We provide a coarse grained admin API and associated shell command for determining the compaction status of a table:
We also log compaction activity, including a compaction journal at completion, via log4j to whatever log aggregation solution is available in production.
This is not sufficient for online and interactive observation, debugging, or performance analysis of current compaction activity. In this kind of activity an operator is attempting to observe and analyze compaction activity in real time. Log aggregation and presentation solutions have typical latencies (end to end visibility of log lines on the order of ~minutes) which make that not possible today.
We don't offer any API or tools for directly interrogating split and merge activity in real time. Some indirect knowledge of split or merge activity can be inferred from RIT information via ClusterStatus. It can also be scraped, with some difficulty, from the debug servlet.

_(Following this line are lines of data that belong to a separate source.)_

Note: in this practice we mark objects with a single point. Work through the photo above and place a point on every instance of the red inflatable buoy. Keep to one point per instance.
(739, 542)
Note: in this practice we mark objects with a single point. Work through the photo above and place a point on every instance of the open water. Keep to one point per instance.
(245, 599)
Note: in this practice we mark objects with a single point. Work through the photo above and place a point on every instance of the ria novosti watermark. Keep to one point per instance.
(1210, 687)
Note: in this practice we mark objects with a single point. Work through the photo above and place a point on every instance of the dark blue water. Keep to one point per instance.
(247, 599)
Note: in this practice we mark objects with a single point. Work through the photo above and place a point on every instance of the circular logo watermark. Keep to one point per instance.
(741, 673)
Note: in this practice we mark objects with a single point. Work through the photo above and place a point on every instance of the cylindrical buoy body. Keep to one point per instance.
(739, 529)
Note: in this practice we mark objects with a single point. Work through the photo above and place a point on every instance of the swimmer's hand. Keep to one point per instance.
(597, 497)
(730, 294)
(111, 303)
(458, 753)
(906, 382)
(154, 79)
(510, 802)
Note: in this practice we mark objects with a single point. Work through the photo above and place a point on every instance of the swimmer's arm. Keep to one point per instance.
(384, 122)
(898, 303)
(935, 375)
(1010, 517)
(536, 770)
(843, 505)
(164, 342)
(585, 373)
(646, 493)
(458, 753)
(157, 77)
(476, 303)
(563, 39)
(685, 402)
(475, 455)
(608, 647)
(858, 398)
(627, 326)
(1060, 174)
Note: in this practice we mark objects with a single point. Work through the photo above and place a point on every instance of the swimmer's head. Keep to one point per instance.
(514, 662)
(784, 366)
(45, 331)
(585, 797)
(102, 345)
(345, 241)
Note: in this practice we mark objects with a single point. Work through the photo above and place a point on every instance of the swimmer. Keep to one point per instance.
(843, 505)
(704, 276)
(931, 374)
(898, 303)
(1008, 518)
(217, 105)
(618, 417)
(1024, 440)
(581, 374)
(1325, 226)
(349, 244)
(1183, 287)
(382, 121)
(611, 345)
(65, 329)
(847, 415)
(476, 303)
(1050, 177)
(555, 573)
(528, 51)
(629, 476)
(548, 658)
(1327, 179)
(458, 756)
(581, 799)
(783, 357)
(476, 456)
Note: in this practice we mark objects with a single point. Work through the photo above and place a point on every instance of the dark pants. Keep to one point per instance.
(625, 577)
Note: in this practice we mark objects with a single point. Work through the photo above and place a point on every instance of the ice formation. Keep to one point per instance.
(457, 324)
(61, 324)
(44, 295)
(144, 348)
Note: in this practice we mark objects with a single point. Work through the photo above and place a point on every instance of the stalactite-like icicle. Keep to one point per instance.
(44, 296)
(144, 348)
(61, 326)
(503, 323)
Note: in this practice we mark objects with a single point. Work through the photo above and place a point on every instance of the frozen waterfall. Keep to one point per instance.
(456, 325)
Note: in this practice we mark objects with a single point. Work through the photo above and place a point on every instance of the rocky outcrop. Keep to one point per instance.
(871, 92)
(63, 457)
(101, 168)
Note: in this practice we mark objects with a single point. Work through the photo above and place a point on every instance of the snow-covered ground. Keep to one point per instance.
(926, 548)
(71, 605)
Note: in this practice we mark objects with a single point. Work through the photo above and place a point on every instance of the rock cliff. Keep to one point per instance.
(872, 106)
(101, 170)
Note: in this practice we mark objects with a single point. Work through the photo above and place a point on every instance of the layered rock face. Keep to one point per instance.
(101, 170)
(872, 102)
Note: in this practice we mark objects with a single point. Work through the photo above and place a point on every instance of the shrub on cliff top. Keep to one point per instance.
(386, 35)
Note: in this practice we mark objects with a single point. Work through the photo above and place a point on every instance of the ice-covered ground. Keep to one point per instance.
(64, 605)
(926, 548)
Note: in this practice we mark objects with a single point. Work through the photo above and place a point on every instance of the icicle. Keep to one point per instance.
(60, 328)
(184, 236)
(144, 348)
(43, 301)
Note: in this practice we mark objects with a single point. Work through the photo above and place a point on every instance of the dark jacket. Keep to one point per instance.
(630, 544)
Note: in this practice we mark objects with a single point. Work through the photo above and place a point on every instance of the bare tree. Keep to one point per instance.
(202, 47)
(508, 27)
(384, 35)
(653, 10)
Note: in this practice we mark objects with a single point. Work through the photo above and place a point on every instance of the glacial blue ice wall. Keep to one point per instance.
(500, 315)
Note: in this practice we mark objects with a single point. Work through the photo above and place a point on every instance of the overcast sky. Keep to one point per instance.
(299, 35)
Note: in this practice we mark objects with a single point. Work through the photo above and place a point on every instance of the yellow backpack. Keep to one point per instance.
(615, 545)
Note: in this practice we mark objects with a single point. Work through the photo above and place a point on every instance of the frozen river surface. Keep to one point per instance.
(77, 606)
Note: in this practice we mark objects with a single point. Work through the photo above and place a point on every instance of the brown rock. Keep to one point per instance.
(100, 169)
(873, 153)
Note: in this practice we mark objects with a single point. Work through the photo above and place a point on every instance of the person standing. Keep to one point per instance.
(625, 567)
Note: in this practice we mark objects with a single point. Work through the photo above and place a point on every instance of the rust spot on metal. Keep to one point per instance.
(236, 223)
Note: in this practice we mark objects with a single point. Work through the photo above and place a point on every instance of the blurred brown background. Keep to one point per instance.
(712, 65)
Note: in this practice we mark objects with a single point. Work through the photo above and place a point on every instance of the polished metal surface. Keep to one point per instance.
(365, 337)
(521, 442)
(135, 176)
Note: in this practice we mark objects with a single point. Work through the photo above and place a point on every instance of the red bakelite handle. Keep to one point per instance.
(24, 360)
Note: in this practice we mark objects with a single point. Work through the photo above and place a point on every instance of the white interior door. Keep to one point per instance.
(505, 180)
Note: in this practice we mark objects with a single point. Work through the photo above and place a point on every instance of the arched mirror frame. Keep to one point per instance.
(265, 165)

We should have new APIs and shell commands, and perhaps also new admin UI views, for
at regionserver scope:
- listing the current state of a regionserver's compaction, split, and merge tasks and threads
- counting (simple view) and listing (detailed view) a regionserver's compaction queues
- listing a region's currently compacting, splitting, or merging status
at master scope, aggregations of the above detailed information into:
- listing the active compaction tasks and threads for a given table, the extension of compaction_state with a new detailed view
- listing the active split or merge tasks and threads for a given table's regions
Compaction detail should include the names of the effective engine and policy classes, and the results and timestamp of the last compaction selection evaluation. Split and merge detail should include the names of the effective policy classes and the result of the last split or merge criteria evaluation.